RosieLemonade · 13/02/2021 15:18

Positive or negative.

OP posts:
VinylDetective · 14/02/2021 16:23

Last June. Walking through a hushed country town with my adult son and outside a church was a coffin on trestles and a beautiful voice singing Ave Maria accapello. We stopped and stood, heads bowed and we both cried.

For me that will always be the symbol of this awful time - that funeral as close to the church as possible because it wasn’t allowed inside.

TheGonnagle · 14/02/2021 16:32

Meeting my brother in a motorway service station to exchange Christmas presents and wish him a happy 40th. Drank a quick glass of bubbly to celebrate his birthday with a Burger King whilst standing on opposite sides of our car. The car park was full of people exchanging gifts and standing well apart. So surreal.

Going to the airport to get a mass family Covid test. As we waited in a weird apocalyptic car park full of big white tents and people in PPE the Emirates flight that we usually jump on to go on holiday took off next to us. That was a bit of a jolt.

Getting my first shielding letter and not leaving the house for weeks and weeks. Then one day it all just got on top of me and I practically ran to the park up the road. Stood in the middle on a beautiful day and just bawled my eyes out, huge racking sobs, because the sky was so BIG.

Having a lockdown birthday bbq on a beautiful day, with the neighbours on both sides also having a bbq to help me celebrate.That was nice.

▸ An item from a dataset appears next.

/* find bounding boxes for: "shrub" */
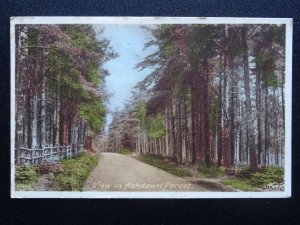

ilovebagpuss · 14/02/2021 16:34

Driving to work on the Monday after Boris had told everyone to stay home or you could die type thing. The Roads were empty and I was really scared and angry thinking why am I not safe at home how do people find courage when the chips are down.
I remember thinking well it’s tough your job just happens to be in the firing line like many others and you have to suck it up.
I’m not even important in the scheme of things admin in a Nursing Home but staff needed to be paid.
I know it seems dramatic but I genuinely thought I could be being sent to die here.
I did catch it a few weeks later as did a lot of the staff and residents.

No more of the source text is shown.